PostgreSQL sequential scan on a large table: when to add an index and when not to

Seeing Seq Scan on a large table in EXPLAIN does not mean the planner is wrong. Adding a B-tree index often makes the query slower, burdens every write path with index maintenance, and wastes storage. PostgreSQL’s planner compares the estimated cost of reading the table sequentially against the estimated cost of traversing an index and fetching rows from the heap. There is no hardcoded row-percentage threshold. On SSD-backed servers, the default cost parameters are frequently stale, so the planner may be wrong in either direction.

What the planner is actually comparing

For every candidate scan path, the planner computes an abstract cost using statistics from ANALYZE and GUC parameters.

Sequential scan cost:

seq_page_cost * table pages + cpu_tuple_cost * rows scanned

Index scan cost:

random_page_cost * index pages visited + random_page_cost * heap pages fetched + cpu_tuple_cost * rows retrieved

The planner picks the cheaper path. The widely cited five-to-ten-percent rule of thumb is emergent behavior from the default seq_page_cost (1.0) and random_page_cost (4.0) on typical hardware, not a hardcoded threshold. The 4.0 default was calibrated for spinning disks. On NVMe or SSD-backed instances, random I/O latency is close enough to sequential I/O that this assumption is outdated. When random_page_cost is left at 4.0 on all-flash storage, the planner overestimates the cost of index scans and falls back to sequential scans for queries that would benefit from an index.
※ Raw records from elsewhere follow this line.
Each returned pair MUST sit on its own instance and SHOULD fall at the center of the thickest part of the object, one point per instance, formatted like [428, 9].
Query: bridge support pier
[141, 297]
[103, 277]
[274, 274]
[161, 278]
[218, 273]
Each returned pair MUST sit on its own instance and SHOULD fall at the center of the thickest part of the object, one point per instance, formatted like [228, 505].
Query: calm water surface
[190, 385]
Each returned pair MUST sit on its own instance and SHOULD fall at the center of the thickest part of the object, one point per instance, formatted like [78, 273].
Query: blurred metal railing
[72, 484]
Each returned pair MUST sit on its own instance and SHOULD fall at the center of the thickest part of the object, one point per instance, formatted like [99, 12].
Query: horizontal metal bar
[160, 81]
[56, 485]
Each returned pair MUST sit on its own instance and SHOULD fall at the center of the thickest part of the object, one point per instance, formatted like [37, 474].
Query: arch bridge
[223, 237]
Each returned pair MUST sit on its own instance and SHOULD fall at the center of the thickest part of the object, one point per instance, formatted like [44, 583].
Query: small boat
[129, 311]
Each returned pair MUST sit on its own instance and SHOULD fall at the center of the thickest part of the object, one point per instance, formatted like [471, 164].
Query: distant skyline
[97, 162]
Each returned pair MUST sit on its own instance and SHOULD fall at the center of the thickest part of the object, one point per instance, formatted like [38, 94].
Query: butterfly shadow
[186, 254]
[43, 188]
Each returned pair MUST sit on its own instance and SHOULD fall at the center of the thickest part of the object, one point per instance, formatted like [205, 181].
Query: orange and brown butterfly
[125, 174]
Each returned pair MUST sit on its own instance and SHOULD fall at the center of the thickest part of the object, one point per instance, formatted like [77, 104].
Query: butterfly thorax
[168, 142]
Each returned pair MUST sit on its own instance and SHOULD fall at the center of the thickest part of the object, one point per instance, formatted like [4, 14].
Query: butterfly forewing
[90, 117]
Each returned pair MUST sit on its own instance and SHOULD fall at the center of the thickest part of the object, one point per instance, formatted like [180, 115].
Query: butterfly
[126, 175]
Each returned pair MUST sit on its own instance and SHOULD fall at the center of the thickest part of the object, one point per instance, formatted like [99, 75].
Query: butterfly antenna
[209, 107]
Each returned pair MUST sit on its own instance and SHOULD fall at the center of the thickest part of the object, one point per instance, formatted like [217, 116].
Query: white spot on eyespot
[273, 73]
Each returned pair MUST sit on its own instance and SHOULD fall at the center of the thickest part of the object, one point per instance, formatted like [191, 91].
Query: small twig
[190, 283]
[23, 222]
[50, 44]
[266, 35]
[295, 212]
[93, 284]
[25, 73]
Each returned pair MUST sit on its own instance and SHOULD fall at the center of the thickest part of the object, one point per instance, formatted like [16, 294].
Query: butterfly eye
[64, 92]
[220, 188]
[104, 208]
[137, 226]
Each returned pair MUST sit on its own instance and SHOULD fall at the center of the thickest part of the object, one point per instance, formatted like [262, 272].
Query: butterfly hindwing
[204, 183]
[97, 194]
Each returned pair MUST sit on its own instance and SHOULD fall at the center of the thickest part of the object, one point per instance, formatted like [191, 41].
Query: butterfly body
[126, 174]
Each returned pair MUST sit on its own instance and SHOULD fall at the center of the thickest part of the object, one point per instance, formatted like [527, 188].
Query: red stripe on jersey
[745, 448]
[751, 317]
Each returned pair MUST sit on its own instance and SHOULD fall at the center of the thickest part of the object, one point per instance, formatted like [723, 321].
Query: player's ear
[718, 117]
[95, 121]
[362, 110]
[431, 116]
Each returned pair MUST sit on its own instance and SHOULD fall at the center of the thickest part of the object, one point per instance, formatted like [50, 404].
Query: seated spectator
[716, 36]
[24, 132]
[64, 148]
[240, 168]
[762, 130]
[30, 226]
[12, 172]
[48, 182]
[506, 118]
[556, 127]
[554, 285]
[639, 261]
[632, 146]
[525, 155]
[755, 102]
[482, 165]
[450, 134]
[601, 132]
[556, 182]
EXPLAIN (ANALYZE, BUFFERS) SELECT * FROM events WHERE created_at > '2025-01-01';

How the cost model decides

flowchart TD
    A[Query received] --> B[Estimate rows returned]
    B --> C{Usable index exists?}
    C -->|No| D[Plan: Seq Scan]
    C -->|Yes| E[Estimate index scan cost]
    E --> F[random_page_cost * index pages + heap fetches]
    B --> G[Estimate seq scan cost]
    G --> H[seq_page_cost * table pages + cpu_tuple_cost * rows]
    F --> I{Index cost < Seq cost?}
    H --> I
    I -->|Yes| J[Plan: Index Scan]
    I -->|No| D

If no index can satisfy the predicate, the planner reads the table sequentially. If an index exists, the planner estimates how many rows match the filter and how scattered the matching rows are across heap pages. For a low-selectivity predicate on a large table, an index scan might touch many heap pages at random. Under the default random_page_cost of 4.0, that random access looks expensive, so the planner prefers a sequential scan. Lowering random_page_cost toward 1.1 or 2.0 on SSD-only storage can flip the plan to an index scan.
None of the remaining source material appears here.